Data and variables

Data refers to a set of values, which are usually organized by variables (what is being measured) and observational units (members of the sample/population). An example of data is a data matrix in a spreadsheet program, such as Excel or SPSS. Along the upper horizontal line there are the variables (e.g. survey questions) and down the first vertical line there are the observations (e.g. people). In each cell there is a value that is the given observational unit’s value of a given variable.

An example of a data matrix in SPSS program. The figure shows a data matrix of World Economic Freedom data. The countries on each row are observational units or "cases", and the columns of different freedom indexes, such as business freedom, are variables. Each country then has its individual cell scores for the variables.
An example of a data matrix in SPSS program. The figure shows a data matrix of World Economic Freedom data. The countries on each row are observational units or “cases”, and the columns of different freedom indexes, such as business freedom, are variables. Each country then has its individual cell scores for the variables.

Variables are of different types and can be classified in many ways, for example as numerical and categorical variables. Numerical variables are measured by some (usually existing) measures, whereas categorical variables are qualitative, and not necessarily more or less, or bigger and smaller than one another. Another way of classifying variables is according to their measurement scale.
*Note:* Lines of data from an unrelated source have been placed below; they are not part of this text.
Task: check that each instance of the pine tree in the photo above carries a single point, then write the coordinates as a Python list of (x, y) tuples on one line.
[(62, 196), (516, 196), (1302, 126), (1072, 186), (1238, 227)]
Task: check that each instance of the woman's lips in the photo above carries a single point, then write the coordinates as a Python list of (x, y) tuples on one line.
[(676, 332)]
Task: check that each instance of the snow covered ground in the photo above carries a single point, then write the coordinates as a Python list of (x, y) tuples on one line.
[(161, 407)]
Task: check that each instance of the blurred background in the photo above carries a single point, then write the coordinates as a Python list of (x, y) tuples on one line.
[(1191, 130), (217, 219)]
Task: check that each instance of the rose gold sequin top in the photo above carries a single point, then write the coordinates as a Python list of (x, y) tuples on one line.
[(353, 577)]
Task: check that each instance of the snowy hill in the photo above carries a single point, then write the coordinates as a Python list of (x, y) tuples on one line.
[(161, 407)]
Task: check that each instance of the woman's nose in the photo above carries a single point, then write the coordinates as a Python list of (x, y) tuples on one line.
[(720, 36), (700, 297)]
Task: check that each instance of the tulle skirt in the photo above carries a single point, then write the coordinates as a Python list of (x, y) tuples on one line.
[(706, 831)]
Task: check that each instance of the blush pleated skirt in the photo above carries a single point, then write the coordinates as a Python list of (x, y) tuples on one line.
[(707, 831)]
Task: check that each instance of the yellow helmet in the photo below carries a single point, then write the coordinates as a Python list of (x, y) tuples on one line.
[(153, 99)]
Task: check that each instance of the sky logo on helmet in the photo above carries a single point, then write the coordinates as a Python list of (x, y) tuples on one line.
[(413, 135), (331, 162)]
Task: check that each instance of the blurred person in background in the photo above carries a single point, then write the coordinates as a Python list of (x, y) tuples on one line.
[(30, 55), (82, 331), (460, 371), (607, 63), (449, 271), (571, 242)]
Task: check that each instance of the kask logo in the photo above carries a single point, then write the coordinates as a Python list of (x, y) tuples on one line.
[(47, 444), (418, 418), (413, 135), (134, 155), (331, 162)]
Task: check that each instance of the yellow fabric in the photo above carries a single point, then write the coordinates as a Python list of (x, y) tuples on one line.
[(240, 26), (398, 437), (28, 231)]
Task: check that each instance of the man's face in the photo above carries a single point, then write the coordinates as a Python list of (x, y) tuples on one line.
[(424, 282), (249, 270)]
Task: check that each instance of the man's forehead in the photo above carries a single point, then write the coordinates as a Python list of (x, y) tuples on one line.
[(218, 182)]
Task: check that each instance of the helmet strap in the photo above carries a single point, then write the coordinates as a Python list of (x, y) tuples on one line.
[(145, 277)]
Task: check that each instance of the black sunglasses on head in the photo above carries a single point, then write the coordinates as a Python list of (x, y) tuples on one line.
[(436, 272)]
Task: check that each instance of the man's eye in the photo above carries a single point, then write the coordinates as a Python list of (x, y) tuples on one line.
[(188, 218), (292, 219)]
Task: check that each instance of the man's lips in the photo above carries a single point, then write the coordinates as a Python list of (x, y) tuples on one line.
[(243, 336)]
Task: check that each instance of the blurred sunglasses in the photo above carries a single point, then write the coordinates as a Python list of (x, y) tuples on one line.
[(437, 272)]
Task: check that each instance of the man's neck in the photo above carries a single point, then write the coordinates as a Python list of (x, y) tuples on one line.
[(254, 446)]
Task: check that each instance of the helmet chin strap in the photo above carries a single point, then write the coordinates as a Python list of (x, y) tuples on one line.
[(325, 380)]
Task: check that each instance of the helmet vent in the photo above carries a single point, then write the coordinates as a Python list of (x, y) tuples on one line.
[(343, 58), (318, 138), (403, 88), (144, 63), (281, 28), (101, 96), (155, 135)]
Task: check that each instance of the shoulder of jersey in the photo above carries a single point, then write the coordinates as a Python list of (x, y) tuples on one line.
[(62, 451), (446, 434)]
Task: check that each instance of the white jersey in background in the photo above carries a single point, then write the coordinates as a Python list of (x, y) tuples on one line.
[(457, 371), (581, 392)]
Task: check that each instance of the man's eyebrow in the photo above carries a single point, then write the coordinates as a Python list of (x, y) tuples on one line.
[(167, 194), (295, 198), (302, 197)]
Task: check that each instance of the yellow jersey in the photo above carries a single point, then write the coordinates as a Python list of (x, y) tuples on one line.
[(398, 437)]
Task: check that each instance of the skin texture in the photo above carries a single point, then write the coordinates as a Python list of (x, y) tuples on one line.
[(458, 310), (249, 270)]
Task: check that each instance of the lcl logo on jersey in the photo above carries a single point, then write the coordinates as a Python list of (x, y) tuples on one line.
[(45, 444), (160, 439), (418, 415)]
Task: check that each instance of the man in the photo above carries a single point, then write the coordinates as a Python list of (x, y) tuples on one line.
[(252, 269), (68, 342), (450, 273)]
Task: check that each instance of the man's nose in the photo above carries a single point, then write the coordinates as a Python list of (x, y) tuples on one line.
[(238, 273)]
The continuous variable is numerical and it can take, in theory, an infinite amount of values. An example of such a variable is length in centimeters or inches. The discrete variable is also numerical, but differs from a continuous variable in that it takes a finite number of values. An example of a discrete variable is a performance score from 1 to 10. Each value is, in theory, equally far from the subsequent value, so that 4 is exactly the same increase from 3 as 9 is from 8.

If a numerical variable has an absolute zero, the variable can be measured on a ratio scale. A typical example is weight. It can be zero, but definitely not less than that. Therefore we can say that one observation is twice as heavy as the other one. If the variable has no zero point, it has an interval scale, meaning that the distances between different values are same (e.g. from 10 to 20 and from 40 to 50), but the zero point is arbitrary. An example of an interval scale is temperature. A centigrade thermometer can show “0”, but the quality itself, temperature, does not cancel out. The zero point is arbitrary. Therefore we cannot really say that it is “twice as cold” as yesterday.

Categorical variables, in turn, can be nominal, in which case there is no order at all: each category has its unique meaning (“What domestic pets do you like most: 1 = cats, 2 = dogs, 3 = hamsters, 4 = bunnies?”). If there is a sense of order there, the variables are called ordinal. A Likert-type scale represents an ordinal measurement: 1 = “not like me at all”, 2 = “not like me”, 3 = “not sure”, 4 = “somewhat like me”, 5 = “very much like me”. A special type of variable is the dichotomous one. It can have only two values (e.g. gender) and it can be interpreted both as numerical and categorical.